Profs non remplacés, sous-effectifs, « slips de nez » en guise de masques. Pour le personnel de l’Education nationale les mesures de protection sont inefficaces. Pourtant, selon le chef d’établissement, si la pandémie est une véritable épreuve pour tout le secteur de l’éducation, elle n’est pas à l’origine de tous ses problèmes. « Avant le début de la crise sanitaire déjà, je recevais régulièrement du personnel qui arrivait en pleurant dans mon bureau. On a eu plusieurs burn-out. Avec le covid, c’est devenu de pire en pire. »

Pour toustes, les conditions de travail sont catastrophiques. Depuis des années maintenant, le personnel crie au surpeuplement des classes, en particulier dans les collèges, victimes de la politique du gouvernement qui priorise l’enseignement primaire, au détriment du secondaire. Ainsi, alors qu’en 2021, le 1er degré a vu la création de 2039 emplois, 1800 ont été supprimés dans le 2nd degré. Et si une hausse de 1,6 millards d’euros du budget de l’Education nationale (soit 3% de celui de 2021 qui se chiffrait à 53,3 milliards) est prévue, pour le moment, pas de quoi réjouir les syndicats. « Le problème du recrutement devient de plus en plus pesant. Quand quelqu’un est malade, iel n’est pas remplacée. Donc il faut compenser, ce qui alourdit la charge de travail, dégrade les conditions de travail et amène à plus d’arrêts maladie. C’est un cercle vicieux », explique Antoine, membre du SNUipp.

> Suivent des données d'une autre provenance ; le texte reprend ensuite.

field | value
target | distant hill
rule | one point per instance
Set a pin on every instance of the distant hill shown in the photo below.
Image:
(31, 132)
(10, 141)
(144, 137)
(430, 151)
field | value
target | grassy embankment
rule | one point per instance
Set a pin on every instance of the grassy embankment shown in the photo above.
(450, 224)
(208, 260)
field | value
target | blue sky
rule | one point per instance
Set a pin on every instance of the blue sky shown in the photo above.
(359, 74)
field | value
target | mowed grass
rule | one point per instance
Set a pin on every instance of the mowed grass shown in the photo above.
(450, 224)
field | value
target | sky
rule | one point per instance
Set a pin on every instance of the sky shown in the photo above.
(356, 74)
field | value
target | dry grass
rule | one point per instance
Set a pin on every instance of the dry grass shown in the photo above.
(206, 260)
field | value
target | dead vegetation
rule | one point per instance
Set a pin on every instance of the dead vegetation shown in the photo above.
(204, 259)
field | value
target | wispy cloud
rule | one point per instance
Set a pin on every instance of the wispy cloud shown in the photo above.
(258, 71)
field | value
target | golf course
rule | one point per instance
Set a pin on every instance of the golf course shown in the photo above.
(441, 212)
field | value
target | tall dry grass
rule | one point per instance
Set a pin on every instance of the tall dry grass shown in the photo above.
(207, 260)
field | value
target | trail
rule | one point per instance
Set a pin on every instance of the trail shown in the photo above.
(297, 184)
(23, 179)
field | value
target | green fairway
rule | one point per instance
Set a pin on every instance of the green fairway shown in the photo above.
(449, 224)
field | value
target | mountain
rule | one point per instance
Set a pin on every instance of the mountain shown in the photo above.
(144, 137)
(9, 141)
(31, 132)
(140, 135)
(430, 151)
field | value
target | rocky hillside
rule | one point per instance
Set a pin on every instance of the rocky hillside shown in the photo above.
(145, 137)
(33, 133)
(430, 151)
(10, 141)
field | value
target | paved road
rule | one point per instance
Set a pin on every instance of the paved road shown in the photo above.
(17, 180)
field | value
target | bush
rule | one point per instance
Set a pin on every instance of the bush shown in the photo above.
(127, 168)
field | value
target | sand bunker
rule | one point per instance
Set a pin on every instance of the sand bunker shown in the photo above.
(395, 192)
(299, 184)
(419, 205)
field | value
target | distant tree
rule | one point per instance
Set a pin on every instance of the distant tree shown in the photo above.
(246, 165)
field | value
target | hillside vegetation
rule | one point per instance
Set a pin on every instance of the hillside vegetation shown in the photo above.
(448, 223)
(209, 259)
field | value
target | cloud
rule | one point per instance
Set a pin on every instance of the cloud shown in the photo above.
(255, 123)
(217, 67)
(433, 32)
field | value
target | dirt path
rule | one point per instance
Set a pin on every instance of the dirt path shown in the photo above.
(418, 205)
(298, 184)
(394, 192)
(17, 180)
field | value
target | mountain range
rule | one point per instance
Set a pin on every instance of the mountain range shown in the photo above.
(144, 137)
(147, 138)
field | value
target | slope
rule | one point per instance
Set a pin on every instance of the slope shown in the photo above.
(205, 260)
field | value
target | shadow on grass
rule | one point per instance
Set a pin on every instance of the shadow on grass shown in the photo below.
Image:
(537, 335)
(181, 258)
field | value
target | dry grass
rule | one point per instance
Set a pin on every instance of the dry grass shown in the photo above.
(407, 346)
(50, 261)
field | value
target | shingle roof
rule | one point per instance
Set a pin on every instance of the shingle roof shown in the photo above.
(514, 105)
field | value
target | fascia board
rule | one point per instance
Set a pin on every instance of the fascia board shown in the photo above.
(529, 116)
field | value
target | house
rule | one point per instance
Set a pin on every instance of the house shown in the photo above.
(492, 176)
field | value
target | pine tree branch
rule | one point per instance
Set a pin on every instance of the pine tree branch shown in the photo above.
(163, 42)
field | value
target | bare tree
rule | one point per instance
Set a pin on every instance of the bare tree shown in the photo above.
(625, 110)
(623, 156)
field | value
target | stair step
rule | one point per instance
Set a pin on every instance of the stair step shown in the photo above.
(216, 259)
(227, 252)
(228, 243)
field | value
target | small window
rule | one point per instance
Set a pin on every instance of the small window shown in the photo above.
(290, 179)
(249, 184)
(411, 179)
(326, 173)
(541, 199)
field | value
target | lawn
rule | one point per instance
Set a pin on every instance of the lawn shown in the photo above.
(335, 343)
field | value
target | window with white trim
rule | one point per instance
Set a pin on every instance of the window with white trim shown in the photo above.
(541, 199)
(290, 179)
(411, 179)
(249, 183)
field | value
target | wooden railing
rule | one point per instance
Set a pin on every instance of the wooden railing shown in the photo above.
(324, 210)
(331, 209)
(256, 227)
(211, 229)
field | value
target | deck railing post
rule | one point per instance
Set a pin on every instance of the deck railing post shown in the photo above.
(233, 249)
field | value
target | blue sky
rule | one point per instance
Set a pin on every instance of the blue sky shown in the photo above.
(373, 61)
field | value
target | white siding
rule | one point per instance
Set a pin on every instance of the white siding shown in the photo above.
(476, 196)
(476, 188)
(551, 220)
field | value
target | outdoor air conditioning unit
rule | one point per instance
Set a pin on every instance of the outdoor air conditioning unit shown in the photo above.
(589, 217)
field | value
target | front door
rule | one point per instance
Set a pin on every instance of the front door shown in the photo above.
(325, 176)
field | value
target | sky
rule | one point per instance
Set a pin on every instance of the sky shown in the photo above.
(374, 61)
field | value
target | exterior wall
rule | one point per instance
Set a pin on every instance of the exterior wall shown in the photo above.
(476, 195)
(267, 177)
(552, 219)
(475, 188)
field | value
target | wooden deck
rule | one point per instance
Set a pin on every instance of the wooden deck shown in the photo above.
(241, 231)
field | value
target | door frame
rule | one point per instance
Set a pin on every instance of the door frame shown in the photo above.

Les précarisé∙es de l’Education nationale impacté∙es

Parmi cette foule en colère, il y a aussi celles et ceux que l’Education nationale semble avoir oublié. « Plus de blé pour les AED, plus de cash pour les AESH. » Ce personnel non-enseignant se bat depuis des mois déjà pour essayer d’exister aux yeux du gouvernement, en témoigne par exemple la grève des AED le 2 décembre 2020. Le budget 2022 prévoit bien une enveloppe de 726 millions où est compris une revalorisation salariale des AESH, mais le montant, dérisoire, ne suffit pas à contenter les travailleur∙ses. « Ce qu’on veut, c’est aussi une reconnaissance de notre travail, réclame Myriam, AESH en collège depuis 10 ans. On est considéré comme les sous-employé∙es de l’Education nationale, comme si notre travail n’avait aucune utilité. Mais on est indispensable nous aussi. »

Ce sont ces emplois les plus précaires qui sont touchés, peut être le plus durement, par la crise. Et on peut aussi noter au passage la surreprésentation des femmes dans le secteur : 68,3 % de l’ensemble du personnel de l’Education nationale, et jusqu’à 70% parmi le personnel non-enseignant. Ces chiffres viennent, encore une fois, confirmer la prédominance des femmes dans les milieux les plus durement touchés par la crise sanitaire.

« Aujourd’hui dans la rue, demain ça continue. » La mobilisation, symptôme d’un mal-être du secteur de l’éducation grandissant, devenu difficilement supportable, semble vouloir être reconduite par les syndicats dans les jours à venir. Si après la journée du 13 janvier, le gouvernement joue l’apaisement en annonçant de nouvelles mesures, la date du 27 janvier est dores-et-déjà évoquée pour une nouvelle journée de grève intersyndicale. À voir si l’union de tous ces syndicats pourra tenir au-delà des appels « Blanquer démission ! ».